While we applaud the president for calling for a change in this program-effectively reducing the amount of power and authority he holds-it’s too early to say whether these changes will go far enough. [For an explanation of what the president’s proposals are in “plain English,” the Washington Post‘s The Switch blog has a good article.]
The NSA’s data collection program is legal. But its legal history is cloudy. It depends on a 1979 ruling from US Supreme Court that declared the collection of metadata without a warrant does not violate the Fourth Amendment of the Constitution’s protections against unlawful search and seizure. The case, Smith v. Maryland, involved police officers obtaining the phone numbers dialed by a burglar’s home phone. This information was useful in arresting and convicting the burglar. The burglar then appealed his conviction, claiming that his phone records had been illegally obtained by authorities in violation of his Constitutional rights. The case went all the way to the United States Supreme Court, who had to decide whether the collection of this kind of data was constitutional. The Court ruled in a 5-3 decision (with one justice abstaining) that the collection of metadata without a warrant was constitutional because people voluntarily surrender their metadata to third parties (in this case, the phone company) with no expectation of privacy. Since 1979, this ruling has justified the collection of metadata.
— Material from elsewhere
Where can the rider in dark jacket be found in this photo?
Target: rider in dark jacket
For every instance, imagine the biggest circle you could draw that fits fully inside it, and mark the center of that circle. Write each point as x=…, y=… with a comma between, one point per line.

However, the world has obviously changed tremendously since then. Recently, federal district court Judge Richard Leon stated in an opinion that the NSA’s data collection program does violate the Fourth Amendment and that the 1979 Supreme Court ruling is no longer valid because the nature of metadata has changed so drastically since then. Shortly thereafter, another federal district court judge, William Pauley, released an opinion stating that the data collection program is constitutional.
Perhaps this issue will ultimately be solved by the Supreme Court deciding to overturn Smith v. Maryland. But hopefully it won’t have to come to that; hopefully, President Obama and Congress can work to change the laws of this country to better protect the privacy of its citizens. After all, we must never forget what Benjamin Franklin so presciently said: “Those who would give up essential Liberty, to purchase a little temporary Safety, deserve neither Liberty nor Safety.”